Annual celebration starts Thursday, but dozens are already in town
Mule Day campground
Posted 9:46 PM, Mar 31, 2025
and last updated 10:46 PM, Mar 31, 2025

COLUMBIA, Tenn. (WTVF) — Sometimes you're in the wrong place at the wrong time when severe weather strikes.

Overnight, dozens of people camping out ahead of Mule Day in Columbia found themselves in trailers in a wide-open park.

"I stood under the trailer and watched the rain, watched the wind, watched the clouds," explained Martha Carner.

For 12 years, Carner's participated in Mule Day, which includes a parade on Saturday featuring dozens of mules and horses.

Without a doubt, Carner says, there's always bad weather around Mule Day.

"It always rains at least one day while we're here, but this year I think it's going to rain three out of the five days," Carner said.

Around midnight, radar picked up rotation near Columbia. Local law enforcement, paying attention to the meteorologists on the air, told people in the campground to move inside to a nearby high school.

"I woke up during the heaviest part of the rain — around 12:30 a.m. — when the cops came through and told us there was rotation, so we should probably take shelter," Carner said.

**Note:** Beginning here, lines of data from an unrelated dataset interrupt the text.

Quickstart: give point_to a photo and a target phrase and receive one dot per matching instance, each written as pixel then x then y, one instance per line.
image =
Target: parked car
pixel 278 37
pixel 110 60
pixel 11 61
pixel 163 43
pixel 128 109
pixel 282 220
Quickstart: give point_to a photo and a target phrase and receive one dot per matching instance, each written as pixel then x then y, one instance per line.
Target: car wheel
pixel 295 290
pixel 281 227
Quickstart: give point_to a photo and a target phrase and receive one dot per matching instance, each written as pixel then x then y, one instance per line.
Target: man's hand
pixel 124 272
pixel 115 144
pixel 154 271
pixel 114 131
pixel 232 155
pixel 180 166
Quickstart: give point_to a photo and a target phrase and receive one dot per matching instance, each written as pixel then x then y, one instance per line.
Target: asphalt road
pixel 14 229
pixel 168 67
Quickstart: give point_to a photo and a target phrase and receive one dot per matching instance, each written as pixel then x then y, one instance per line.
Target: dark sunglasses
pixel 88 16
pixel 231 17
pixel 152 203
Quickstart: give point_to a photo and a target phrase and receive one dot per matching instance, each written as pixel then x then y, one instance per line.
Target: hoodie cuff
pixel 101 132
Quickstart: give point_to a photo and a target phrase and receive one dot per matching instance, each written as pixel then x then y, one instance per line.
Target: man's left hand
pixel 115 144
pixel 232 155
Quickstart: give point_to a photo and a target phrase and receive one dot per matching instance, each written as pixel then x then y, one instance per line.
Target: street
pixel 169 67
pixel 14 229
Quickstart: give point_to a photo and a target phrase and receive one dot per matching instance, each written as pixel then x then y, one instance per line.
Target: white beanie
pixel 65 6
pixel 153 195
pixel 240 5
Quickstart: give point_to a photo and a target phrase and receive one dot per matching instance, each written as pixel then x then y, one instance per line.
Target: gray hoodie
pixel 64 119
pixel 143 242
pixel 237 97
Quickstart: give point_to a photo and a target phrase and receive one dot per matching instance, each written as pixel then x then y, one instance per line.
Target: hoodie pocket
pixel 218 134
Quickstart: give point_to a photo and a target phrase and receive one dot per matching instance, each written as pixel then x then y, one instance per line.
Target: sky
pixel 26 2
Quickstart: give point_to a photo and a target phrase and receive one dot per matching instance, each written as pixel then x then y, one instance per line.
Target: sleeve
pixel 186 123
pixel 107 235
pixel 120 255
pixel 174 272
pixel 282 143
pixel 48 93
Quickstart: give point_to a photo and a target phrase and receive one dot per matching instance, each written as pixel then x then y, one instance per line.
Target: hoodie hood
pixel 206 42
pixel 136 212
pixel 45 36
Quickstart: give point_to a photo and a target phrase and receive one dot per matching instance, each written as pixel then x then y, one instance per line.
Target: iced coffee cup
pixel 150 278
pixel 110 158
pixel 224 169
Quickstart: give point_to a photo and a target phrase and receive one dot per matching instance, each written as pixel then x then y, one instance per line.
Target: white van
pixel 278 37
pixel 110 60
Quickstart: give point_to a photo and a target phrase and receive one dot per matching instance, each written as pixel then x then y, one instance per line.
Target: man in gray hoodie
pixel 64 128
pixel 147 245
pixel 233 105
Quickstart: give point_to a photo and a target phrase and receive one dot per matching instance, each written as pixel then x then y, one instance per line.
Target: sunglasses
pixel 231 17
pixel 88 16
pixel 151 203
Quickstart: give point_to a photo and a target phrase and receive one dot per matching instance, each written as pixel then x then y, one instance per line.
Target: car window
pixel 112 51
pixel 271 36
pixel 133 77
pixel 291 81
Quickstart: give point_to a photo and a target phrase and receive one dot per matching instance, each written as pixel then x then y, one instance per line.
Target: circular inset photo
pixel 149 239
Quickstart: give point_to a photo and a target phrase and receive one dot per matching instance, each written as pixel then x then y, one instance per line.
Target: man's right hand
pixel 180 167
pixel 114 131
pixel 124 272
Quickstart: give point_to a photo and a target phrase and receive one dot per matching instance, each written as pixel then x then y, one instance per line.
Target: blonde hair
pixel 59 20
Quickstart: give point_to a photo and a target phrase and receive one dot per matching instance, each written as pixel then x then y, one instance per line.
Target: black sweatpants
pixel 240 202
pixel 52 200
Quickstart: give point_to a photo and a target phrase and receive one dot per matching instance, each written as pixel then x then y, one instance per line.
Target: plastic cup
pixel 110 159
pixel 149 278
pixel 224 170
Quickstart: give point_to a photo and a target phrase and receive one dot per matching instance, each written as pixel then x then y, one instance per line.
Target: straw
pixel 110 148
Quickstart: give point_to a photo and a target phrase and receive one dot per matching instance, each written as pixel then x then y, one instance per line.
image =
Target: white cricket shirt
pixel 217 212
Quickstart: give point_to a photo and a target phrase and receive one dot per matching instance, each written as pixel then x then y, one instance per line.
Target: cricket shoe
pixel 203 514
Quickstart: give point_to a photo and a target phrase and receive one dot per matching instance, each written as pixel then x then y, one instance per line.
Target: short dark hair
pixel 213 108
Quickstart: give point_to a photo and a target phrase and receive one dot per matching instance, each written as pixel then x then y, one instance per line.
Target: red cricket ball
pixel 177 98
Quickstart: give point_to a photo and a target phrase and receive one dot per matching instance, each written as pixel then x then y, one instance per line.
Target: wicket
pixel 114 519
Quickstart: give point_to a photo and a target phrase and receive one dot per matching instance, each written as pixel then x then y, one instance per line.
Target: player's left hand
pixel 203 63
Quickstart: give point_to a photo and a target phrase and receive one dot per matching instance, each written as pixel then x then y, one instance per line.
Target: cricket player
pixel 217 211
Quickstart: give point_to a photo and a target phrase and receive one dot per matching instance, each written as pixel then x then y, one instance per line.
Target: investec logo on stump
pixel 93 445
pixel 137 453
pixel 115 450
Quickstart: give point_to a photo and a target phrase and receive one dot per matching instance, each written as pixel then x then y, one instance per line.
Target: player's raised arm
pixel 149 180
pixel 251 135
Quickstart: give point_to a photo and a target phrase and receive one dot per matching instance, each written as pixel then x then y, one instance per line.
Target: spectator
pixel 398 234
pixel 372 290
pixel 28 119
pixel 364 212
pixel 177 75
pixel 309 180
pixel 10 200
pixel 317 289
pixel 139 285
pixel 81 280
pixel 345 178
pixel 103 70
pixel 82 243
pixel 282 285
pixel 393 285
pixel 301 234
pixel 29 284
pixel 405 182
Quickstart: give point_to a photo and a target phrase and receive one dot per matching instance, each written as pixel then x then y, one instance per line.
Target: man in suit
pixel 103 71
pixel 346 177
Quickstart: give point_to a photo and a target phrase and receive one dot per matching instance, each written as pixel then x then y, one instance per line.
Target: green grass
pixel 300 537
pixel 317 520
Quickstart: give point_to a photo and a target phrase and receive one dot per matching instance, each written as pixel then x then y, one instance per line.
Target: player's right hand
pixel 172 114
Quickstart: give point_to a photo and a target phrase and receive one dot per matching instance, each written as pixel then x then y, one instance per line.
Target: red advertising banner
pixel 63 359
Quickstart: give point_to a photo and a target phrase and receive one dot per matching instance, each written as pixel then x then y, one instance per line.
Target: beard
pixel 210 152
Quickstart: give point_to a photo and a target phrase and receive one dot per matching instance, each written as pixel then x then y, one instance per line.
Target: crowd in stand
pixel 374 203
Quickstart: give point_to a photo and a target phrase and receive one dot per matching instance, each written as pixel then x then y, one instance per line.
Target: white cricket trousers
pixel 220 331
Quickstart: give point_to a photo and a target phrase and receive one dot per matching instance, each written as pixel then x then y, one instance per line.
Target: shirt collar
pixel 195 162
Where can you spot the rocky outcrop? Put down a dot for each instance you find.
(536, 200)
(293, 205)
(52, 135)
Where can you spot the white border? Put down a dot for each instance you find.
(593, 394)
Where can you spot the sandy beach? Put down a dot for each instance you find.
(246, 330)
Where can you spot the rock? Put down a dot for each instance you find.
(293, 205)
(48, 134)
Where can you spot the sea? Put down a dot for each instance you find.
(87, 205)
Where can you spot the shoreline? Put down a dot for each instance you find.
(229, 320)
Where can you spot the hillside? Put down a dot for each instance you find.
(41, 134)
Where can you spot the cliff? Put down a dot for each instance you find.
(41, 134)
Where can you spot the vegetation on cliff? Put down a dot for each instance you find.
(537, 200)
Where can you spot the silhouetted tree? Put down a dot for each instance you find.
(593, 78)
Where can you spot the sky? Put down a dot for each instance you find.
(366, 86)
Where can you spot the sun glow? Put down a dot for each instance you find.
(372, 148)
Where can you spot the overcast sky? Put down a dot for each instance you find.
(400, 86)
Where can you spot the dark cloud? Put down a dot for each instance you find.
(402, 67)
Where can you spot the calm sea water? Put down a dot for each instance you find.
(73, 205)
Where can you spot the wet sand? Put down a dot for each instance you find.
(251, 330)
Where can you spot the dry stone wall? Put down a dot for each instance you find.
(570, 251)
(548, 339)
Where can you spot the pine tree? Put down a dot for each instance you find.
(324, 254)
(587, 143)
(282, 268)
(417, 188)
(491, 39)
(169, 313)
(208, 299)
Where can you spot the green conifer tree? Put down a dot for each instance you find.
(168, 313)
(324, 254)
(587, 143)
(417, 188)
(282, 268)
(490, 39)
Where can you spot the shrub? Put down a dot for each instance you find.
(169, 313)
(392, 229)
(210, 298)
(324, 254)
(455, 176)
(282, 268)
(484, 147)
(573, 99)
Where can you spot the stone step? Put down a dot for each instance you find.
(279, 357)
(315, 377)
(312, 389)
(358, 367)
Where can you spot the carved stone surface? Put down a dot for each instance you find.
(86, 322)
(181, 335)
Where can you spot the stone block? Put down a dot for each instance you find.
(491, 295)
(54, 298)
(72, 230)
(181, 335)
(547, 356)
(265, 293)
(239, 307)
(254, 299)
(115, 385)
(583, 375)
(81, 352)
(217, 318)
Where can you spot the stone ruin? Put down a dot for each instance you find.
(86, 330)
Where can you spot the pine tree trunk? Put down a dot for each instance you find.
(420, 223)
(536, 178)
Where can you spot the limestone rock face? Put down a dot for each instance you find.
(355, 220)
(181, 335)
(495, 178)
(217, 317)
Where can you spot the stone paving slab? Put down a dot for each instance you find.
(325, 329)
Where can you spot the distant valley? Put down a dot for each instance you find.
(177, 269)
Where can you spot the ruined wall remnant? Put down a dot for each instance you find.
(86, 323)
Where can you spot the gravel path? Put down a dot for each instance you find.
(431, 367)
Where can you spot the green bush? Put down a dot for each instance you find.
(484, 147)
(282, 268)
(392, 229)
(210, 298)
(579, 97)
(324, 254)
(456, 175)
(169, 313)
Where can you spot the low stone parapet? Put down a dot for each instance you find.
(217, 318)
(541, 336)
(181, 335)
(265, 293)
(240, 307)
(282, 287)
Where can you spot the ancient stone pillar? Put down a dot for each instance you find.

Unlike other areas of Columbia, like a stretch of Trotwood Avenue near Old Sunnyside Lane, there was no damage to the campground.

According to the Maury County Office of Emergency Management, they took calls about downed trees and power lines, and damage to multiple structures. Most people who lost power were customers of Columbia Power & Water Systems. However, as of Monday afternoon, all outages had been resolved.

At Maury County Park, not everyone heeded the warnings and took shelter. Carner chose to stay with her pregnant horses.

"We didn't want to leave the horses here, so we just stood there under the nose of the trailer and watched the weather around us," she said.

They were lucky that, this time, the cues they took from their horses were right.